Zane nodded slowly. He was starting to see why they’d been paired up for this freak show. Ty was good at mind games, Zane was good at details and patterns. And they so obviously didn’t work well together that they didn’t even need to make a show of it for the New York team.

“I’ve got enough here,” he announced, closing his file and notebook.

“Tomorrow we’ll talk with the NYPD detectives, and Serena Scott should return my call. Henninger and Morrison will either get us access to the scene, or we’ll get access on our own.” He pushed back from the table. “You have anything else?” His voice was neutral.

“No,” Ty muttered without moving. He was still staring at the files and frowning.

Zane watched him silently for a long moment before saying, “Ready to head over to the hotel? I don’t know about you, but I’m ready for dinner and a drink.”

“You drink on duty?” Ty asked incredulously as he finally tore his eyes away from the files.

“Doesn’t everyone?” Zane headed for the hall. “I have a new smartass partner to deal with, so certainly I can’t be blamed,” he muttered under his breath while he walked to the door and out of the lab. A few beers with dinner wouldn’t even register on a Breathalyzer with his body mass and would go a long way to new brainstorms, but he didn’t dare. That didn’t mean he didn’t dream otherwise, though.

“You’ve never been a field agent before, have you?” Ty asked with disdain, calling out the question as he remained at the table, staring at the files and crime-scene photos.

Zane stopped at the door, taking a moment to order his thoughts and push away the ghosts of his constant nightmares. “A drink now and then is not going to end the world.
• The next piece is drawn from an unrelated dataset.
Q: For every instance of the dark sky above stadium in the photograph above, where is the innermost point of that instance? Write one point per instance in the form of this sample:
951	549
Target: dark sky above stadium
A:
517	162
I’m guessing that you came from deep cover, which means you were always looking over your shoulder, living the part every minute, knowing one mistake would send you to the morgue.” Zane knew the situation very well. “While it’s admirable, and arguably the most difficult job the Bureau does, you’re going to have to figure out how to downshift, or the people we work with are going to strangle you. You can’t work around the clock and stay sharp enough to crunch this much data and get inside a madman’s head.”

Cut & Run | 29

Ty tore his eyes away from the papers again and looked up at Zane seriously. “You think those boys down in the morgue downshifted before he killed ’em?” he asked flatly.

“I think they were locked down as securely as they could get, with no reason to think they’d be found, much less attacked. Which means one of two things,” Zane responded, brown eyes hard and unflinching. “They’d either already screwed up and exposed themselves or someone who knew where they were gave them up, either by mistake or not. Either way, letting down their guard made no difference. They were already dead.”
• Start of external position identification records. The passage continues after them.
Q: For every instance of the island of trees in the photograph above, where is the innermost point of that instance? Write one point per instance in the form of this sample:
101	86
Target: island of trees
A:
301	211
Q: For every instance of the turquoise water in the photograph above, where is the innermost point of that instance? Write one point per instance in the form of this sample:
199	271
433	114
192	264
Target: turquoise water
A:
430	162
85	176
Ty just shook his head and snorted derisively. He knew he was damned if he was going to let himself be shot in the chest as he slept. You never thought you were safe. Feeling safe got you killed.

Zane could almost see the tension pouring off Ty in waves. “Are you going to the hotel or are you planning on staying here all day?” he asked.

“I’m going to
a
hotel,” Ty answered as he stood and gathered his coat and satchel. “A different hotel. And you’re coming with me.”